Ionov is accused of orchestrating “a brazen influence campaign turning US political groups and US citizens into tools of the Russian government,” Matthew Olsen, head of the Justice Department’s National Security Division, said in a written statement.
The indictment says that in 2016, Ionov helped a group in Florida organize demonstrations in four cities to support the “Petition on the Crime of Genocide Against African Americans in the United States”, which the group had previously submitted to the UN at the suggestion of Ionov.
The group was not named in the indictment, but US officials identified it as the Juhuru Movement, led by the African People’s Socialist Party. On Friday, the movement’s office in Florida was raided, after which the movement’s representative announced at a press conference, among other things, that the group supports Russia.
US Federal Bureau of Investigation (FBI) Special Agent David Walker said at a press conference on Friday that the case includes “some of the most egregious and flagrant violations we’ve seen by the Russian government to destabilize and undermine trust in American democracy. (..) Russian intelligence threats goes on and on and on.”
He said that this indictment, in which Ionov is the only accused, is only the first step.

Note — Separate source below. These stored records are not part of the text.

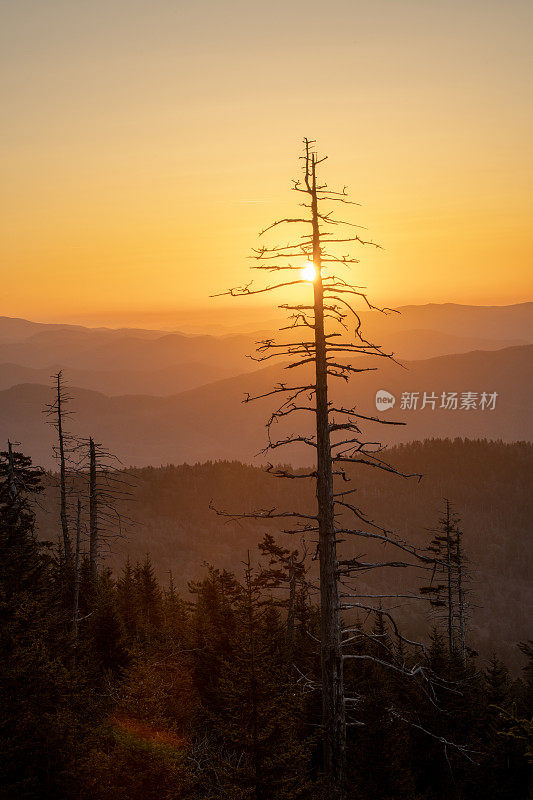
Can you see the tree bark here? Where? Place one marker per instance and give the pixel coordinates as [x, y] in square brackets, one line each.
[333, 706]
[93, 512]
[62, 475]
[75, 608]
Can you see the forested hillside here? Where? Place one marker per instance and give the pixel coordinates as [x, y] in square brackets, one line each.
[486, 481]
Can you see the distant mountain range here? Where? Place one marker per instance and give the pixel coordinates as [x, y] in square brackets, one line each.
[133, 361]
[210, 422]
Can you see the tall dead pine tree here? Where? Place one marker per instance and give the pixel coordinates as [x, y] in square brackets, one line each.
[57, 412]
[335, 436]
[447, 588]
[93, 512]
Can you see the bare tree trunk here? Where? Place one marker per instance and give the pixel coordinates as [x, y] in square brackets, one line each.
[291, 611]
[62, 474]
[460, 598]
[93, 512]
[12, 484]
[75, 608]
[333, 705]
[449, 567]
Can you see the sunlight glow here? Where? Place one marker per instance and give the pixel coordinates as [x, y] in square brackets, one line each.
[308, 272]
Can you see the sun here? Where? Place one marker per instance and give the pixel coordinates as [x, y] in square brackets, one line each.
[308, 271]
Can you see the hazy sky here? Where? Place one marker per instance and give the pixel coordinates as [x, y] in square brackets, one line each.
[136, 133]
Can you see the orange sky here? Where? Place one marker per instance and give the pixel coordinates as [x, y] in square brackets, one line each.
[137, 132]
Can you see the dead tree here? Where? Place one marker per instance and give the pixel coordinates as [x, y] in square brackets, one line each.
[108, 488]
[76, 603]
[334, 336]
[287, 568]
[447, 587]
[93, 512]
[58, 412]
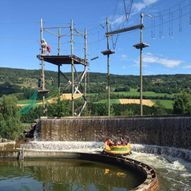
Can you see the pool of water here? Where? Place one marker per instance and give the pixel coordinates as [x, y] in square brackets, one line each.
[64, 175]
[174, 174]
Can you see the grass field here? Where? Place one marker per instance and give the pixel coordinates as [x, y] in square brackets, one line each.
[133, 92]
[167, 104]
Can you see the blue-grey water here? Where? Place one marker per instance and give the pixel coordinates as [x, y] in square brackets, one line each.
[64, 175]
[173, 173]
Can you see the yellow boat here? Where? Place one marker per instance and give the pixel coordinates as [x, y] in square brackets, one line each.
[118, 149]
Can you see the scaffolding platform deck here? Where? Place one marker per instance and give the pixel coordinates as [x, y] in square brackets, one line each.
[62, 59]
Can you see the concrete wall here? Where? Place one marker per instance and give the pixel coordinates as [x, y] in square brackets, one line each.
[163, 131]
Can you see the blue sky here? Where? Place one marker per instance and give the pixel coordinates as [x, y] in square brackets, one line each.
[167, 32]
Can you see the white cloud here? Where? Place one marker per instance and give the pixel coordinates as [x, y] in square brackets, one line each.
[169, 63]
[187, 67]
[137, 7]
[124, 57]
[118, 20]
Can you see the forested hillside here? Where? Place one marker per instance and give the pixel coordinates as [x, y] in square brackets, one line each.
[22, 81]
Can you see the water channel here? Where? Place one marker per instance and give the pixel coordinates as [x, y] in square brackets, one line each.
[174, 174]
[64, 175]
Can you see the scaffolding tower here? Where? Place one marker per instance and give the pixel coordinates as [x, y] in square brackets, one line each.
[78, 80]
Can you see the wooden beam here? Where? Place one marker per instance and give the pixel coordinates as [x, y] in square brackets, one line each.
[125, 29]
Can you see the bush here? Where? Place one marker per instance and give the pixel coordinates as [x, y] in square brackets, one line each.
[10, 124]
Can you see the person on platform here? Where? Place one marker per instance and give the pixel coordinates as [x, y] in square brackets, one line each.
[45, 48]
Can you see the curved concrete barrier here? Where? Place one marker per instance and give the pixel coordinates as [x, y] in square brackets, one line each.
[147, 173]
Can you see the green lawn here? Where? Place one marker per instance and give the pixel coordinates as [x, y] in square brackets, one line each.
[168, 104]
[133, 92]
[112, 101]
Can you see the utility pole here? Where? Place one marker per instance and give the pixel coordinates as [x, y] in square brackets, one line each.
[141, 66]
[108, 70]
[140, 46]
[72, 65]
[86, 60]
[108, 52]
[59, 36]
[42, 71]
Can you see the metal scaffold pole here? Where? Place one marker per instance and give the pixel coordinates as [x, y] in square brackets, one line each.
[86, 60]
[59, 64]
[72, 64]
[141, 60]
[77, 78]
[108, 52]
[42, 70]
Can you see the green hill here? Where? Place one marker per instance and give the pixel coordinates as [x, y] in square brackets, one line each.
[23, 82]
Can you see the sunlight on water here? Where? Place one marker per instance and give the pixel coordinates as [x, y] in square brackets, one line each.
[64, 175]
[174, 174]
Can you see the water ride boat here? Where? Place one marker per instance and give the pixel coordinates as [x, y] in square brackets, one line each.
[119, 148]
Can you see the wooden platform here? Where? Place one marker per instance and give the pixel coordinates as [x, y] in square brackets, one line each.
[62, 59]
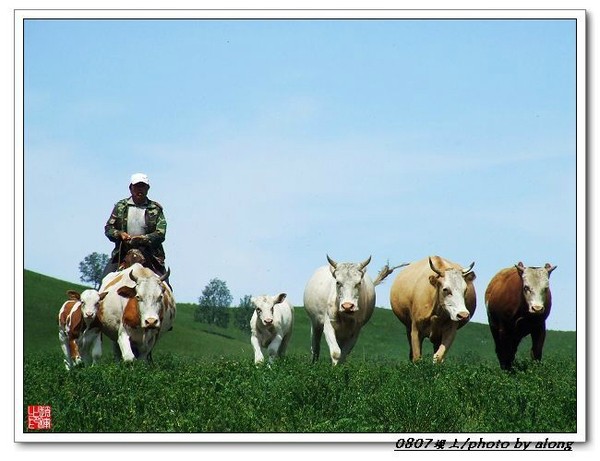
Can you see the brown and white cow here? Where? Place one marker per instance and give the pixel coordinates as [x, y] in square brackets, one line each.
[433, 298]
[518, 302]
[138, 309]
[78, 328]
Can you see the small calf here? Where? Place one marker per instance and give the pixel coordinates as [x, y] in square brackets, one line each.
[271, 326]
[78, 329]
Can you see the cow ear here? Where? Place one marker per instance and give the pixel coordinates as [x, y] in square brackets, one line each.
[126, 292]
[73, 295]
[280, 298]
[470, 276]
[520, 267]
[549, 268]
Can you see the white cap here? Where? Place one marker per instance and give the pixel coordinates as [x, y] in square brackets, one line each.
[139, 177]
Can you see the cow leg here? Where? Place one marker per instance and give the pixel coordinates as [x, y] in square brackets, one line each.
[117, 352]
[258, 356]
[64, 345]
[75, 355]
[538, 336]
[125, 346]
[409, 337]
[316, 332]
[506, 347]
[334, 348]
[273, 348]
[447, 340]
[284, 344]
[416, 343]
[348, 346]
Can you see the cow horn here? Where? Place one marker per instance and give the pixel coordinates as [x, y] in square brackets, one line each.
[549, 268]
[165, 276]
[469, 269]
[132, 277]
[438, 272]
[364, 263]
[331, 262]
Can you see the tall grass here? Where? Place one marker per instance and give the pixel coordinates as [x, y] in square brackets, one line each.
[204, 381]
[191, 396]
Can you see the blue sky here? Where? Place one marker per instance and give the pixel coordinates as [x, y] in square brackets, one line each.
[271, 143]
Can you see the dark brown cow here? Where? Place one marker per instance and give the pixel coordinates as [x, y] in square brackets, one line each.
[518, 302]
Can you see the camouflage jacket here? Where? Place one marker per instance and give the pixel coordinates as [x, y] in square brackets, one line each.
[156, 229]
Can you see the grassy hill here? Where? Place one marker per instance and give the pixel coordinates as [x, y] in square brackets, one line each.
[383, 337]
[204, 381]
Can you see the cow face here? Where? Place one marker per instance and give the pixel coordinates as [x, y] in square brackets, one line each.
[348, 280]
[264, 306]
[536, 283]
[90, 303]
[451, 286]
[148, 296]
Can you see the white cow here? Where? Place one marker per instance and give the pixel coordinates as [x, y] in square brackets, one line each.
[339, 299]
[78, 328]
[271, 325]
[138, 309]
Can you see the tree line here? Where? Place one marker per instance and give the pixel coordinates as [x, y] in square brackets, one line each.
[213, 304]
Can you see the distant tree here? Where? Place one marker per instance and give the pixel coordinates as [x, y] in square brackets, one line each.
[92, 267]
[213, 304]
[243, 313]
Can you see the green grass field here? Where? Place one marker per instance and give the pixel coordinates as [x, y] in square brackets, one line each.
[204, 380]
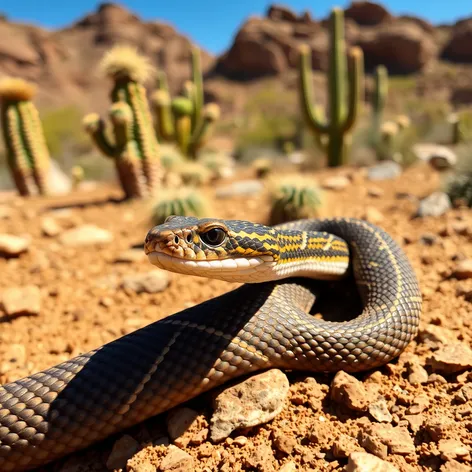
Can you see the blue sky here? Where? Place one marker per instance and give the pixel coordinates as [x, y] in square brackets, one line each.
[213, 23]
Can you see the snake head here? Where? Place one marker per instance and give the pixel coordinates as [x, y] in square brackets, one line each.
[231, 250]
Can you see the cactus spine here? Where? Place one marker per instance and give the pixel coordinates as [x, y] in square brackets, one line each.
[27, 152]
[378, 102]
[342, 115]
[185, 120]
[134, 149]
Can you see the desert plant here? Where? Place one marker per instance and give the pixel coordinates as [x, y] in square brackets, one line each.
[342, 116]
[294, 198]
[27, 153]
[181, 202]
[184, 120]
[262, 167]
[135, 149]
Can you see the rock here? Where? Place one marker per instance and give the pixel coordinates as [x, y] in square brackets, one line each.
[12, 246]
[85, 235]
[25, 300]
[251, 402]
[337, 182]
[179, 420]
[439, 157]
[348, 391]
[419, 404]
[281, 13]
[131, 255]
[375, 192]
[344, 446]
[384, 439]
[123, 449]
[454, 466]
[458, 47]
[451, 359]
[365, 462]
[372, 215]
[384, 171]
[463, 269]
[284, 443]
[367, 13]
[177, 460]
[379, 410]
[154, 281]
[417, 374]
[289, 467]
[402, 47]
[241, 188]
[453, 449]
[50, 227]
[436, 204]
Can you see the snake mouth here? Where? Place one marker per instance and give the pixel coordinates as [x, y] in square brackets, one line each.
[242, 269]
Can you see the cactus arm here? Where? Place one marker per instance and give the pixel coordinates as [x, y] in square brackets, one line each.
[16, 153]
[162, 111]
[35, 144]
[356, 86]
[95, 127]
[197, 92]
[311, 112]
[210, 114]
[337, 71]
[121, 116]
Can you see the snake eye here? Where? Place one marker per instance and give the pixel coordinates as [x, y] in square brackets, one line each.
[213, 237]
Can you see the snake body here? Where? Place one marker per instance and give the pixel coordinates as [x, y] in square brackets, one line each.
[257, 326]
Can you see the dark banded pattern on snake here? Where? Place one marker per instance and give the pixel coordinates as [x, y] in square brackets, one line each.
[74, 404]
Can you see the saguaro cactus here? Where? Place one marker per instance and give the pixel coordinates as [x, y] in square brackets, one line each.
[27, 153]
[135, 149]
[379, 98]
[184, 120]
[343, 107]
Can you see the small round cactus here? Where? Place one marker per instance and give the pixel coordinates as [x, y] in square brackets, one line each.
[181, 202]
[294, 199]
[262, 167]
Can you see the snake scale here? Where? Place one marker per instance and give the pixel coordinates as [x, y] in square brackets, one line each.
[257, 326]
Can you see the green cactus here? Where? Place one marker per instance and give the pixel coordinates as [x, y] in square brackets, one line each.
[459, 189]
[27, 153]
[135, 149]
[379, 98]
[294, 199]
[184, 120]
[181, 202]
[343, 108]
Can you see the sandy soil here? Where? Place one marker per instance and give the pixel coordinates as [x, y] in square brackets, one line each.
[82, 309]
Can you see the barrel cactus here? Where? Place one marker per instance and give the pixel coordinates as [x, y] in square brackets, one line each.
[27, 153]
[345, 85]
[181, 202]
[295, 198]
[185, 120]
[135, 149]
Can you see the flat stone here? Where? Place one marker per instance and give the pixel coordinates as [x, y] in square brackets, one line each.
[249, 403]
[11, 245]
[25, 300]
[365, 462]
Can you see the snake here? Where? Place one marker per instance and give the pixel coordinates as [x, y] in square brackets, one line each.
[267, 322]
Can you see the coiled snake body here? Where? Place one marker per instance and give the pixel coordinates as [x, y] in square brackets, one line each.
[257, 326]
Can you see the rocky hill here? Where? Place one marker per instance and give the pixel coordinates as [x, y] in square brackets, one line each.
[64, 62]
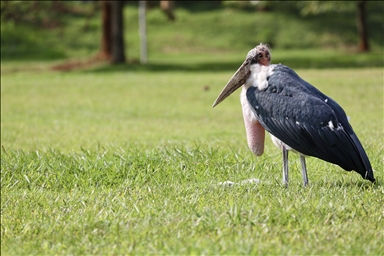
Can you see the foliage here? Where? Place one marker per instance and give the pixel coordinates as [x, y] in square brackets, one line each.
[194, 31]
[122, 162]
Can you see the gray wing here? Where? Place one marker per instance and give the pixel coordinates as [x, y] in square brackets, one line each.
[308, 121]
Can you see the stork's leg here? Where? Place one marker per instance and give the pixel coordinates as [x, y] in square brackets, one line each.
[285, 167]
[304, 170]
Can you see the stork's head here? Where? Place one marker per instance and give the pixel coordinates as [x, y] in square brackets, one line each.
[260, 55]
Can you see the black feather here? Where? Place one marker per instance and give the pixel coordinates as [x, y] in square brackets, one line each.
[308, 121]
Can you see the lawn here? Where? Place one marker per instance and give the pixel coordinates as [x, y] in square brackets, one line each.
[111, 162]
[128, 159]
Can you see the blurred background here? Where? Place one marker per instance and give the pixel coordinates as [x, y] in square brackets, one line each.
[188, 35]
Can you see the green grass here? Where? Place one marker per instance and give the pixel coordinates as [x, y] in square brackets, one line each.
[127, 159]
[215, 31]
[119, 162]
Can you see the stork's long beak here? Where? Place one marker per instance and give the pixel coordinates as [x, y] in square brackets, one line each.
[237, 80]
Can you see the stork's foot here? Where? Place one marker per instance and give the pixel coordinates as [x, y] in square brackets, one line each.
[231, 183]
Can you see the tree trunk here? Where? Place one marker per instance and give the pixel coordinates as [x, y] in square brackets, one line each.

According to information available to US authorities, Ionov founded and leads the Russian anti-globalization movement, which is funded by the Russian government. He used this organization to finance and influence American political groups and to pass on instructions from the Russian Federal Security Service to them.
The US authorities believe that in 2015 Ionov paid for the trip of the leader of a Florida organization to Moscow, and for the next seven years Ionov controlled and directed the leaders of this organization.
At least one of the Americans with whom Ionov has had dealings has realized that Ionov is supported and controlled by the Russian government, but has concluded that this is not interfering with them.
After the Russian invasion of Ukraine in February of this year, Ionov told his Russian Federal Security Service contacts that he had ordered a group in St. Petersburg, Florida to support Russia in the information war launched by the United States and Europe.
Ionov is also accused of leading and controlling a political organization in California that advocates the state’s secession from the United States. In 2018, Ionov financially supported the protests organized by this organization near the seat of the California government in Sacramento and tried to convince the leader of the organization to storm the governor’s office. After the protests, Ionov wrote to an agent of the Russian Federal Security Service that he had asked for riots, indicating that they had now been organized.
Ionov is charged with conspiracy to have US citizens act as illegal agents of the Russian government.